Modes of historicity
— Very clever. Still, does this really amount to celebrating art as impure while denigrating craft for the very same thing? The denigration of craft has a function, too. It belittles whole cultures outside the museum's walls, especially "women's work." No wonder so many women artists have incorporated fabric into art in the last decades, starting perhaps with Sheila Hicks. No wonder the Whitney, hardly known for displays of design, this year showed quilts by Southern black women.
— Why not remember another side of sexism, too? Otherwise, one risks equating feminism with a celebration of past oppression. As Virginia Woolf said, what if women had always had a room of their own?
— Clever again, but it just goes to show: the whole idea of art has a history. Historians can pin down when artists outgrew the serving class. One can point to when artists turned for inspiration from the Bible to "nature" and then from "nature" to "the inner self." One can see each of these terms as a human construct, not a transcendent reality.
— Fine, but one can make the same point another way: art and craft alike create a ritual quite as much as they expressed one. Those first cave paintings already show expression turning into an act of self-creation.
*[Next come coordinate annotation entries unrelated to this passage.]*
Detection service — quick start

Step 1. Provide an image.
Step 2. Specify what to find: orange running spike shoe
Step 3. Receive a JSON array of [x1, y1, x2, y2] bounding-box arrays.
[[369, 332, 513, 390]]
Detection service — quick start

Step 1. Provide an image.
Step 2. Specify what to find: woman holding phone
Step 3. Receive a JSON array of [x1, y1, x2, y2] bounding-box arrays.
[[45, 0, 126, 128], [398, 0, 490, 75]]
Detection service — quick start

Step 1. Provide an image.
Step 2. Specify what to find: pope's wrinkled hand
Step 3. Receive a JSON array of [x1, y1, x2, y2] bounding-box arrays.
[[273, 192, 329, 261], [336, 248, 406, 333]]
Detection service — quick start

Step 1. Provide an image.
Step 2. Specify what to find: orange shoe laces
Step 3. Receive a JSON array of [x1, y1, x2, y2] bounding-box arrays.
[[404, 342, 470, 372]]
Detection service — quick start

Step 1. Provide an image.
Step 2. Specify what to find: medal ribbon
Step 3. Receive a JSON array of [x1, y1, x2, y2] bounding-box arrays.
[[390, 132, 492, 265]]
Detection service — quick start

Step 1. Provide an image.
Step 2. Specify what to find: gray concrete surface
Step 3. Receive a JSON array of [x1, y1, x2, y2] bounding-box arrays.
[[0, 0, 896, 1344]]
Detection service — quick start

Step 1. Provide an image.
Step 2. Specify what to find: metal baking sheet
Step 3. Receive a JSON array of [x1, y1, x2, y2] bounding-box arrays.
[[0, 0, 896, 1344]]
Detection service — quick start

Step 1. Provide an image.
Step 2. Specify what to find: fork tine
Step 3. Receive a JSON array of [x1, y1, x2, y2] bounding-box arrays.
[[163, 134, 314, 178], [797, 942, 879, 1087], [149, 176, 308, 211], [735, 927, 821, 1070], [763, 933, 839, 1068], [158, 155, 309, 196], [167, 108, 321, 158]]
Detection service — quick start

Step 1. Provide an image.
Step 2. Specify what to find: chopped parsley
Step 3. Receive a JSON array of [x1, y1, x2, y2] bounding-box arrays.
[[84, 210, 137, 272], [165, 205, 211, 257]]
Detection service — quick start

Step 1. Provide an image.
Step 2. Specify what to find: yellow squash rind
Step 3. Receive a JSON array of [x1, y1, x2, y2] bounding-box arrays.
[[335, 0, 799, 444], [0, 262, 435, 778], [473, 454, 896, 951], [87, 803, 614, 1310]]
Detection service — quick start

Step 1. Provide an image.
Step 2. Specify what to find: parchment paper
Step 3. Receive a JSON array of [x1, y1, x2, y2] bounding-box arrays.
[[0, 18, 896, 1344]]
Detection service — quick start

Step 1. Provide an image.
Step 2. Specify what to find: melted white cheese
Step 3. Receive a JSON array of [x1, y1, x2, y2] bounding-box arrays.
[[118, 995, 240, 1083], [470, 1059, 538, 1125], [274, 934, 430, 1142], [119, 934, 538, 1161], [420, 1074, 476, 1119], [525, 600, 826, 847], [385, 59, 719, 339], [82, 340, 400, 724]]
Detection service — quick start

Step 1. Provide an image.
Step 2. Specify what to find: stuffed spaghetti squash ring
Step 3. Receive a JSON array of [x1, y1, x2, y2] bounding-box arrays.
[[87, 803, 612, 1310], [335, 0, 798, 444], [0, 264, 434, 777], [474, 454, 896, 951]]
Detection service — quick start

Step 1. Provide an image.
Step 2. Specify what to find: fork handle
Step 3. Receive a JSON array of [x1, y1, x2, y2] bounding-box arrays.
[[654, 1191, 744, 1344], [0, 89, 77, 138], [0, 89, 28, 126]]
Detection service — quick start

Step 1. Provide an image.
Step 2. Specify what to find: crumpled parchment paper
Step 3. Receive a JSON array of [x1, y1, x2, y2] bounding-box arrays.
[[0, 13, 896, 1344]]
They show a need to do something less utilitarian than make dinner.
A dialogue like this is so difficult to resolve because it places art in a broader, functional context, even when younger artists such as Phoebe Washburn are using model building to parody both nature and function. The Museum of Arts and Design, with a new home, removes craft from its name and mission at its peril. Yet this, in turn, forces one to draw rather than simply abandon distinctions.
Seemingly descriptive terms, like art and craft, keep changing significance—and not only because practices change. The terms also come laden with values and biases that themselves change. That does not necessarily make the terms useless. Rather, it obliges one to note carefully their limits. As a payoff, one can better grasp their possibilities as well.
Cultures can build walls, but the very ground shifts, walls always crumble, and flowers grow out from under them. Critics can tear down walls, but one must still attend to the objects between the walls and not just the Wal-Mart. Terms change unexpectedly, but artists as well as critics (and craftspeople) have the power to drive change—by choosing their past as well as their future. Maybe Bois anticipated craft along with high theory after all. "What the strategic model takes account of," he concludes, "is its mode of historicity."
This year's "Art Under the Bridge" ran from October 19 to 21, 2003. Betty Woodman ran at Max Protech through April 26, 2003, Danny Goodwin at Jack the Pelican through December 22, 2003, David Opdyke at Roebling Hall through December 22, 2003, and with the follow-up through May 26, 2007, Anita Glesta at Black & White through February 2, 2004, and James Casebere at Sean Kelly through December 6, 2003, and with the follow-up through June 23, 2007. The Whitney of American Art offered a small exhibition centered around Jay deFeo's hefty flower through February 29, 2004. Painting as Model, by Yve-Alain Bois, is published by MIT Press (An OCTOBER Book, 1990).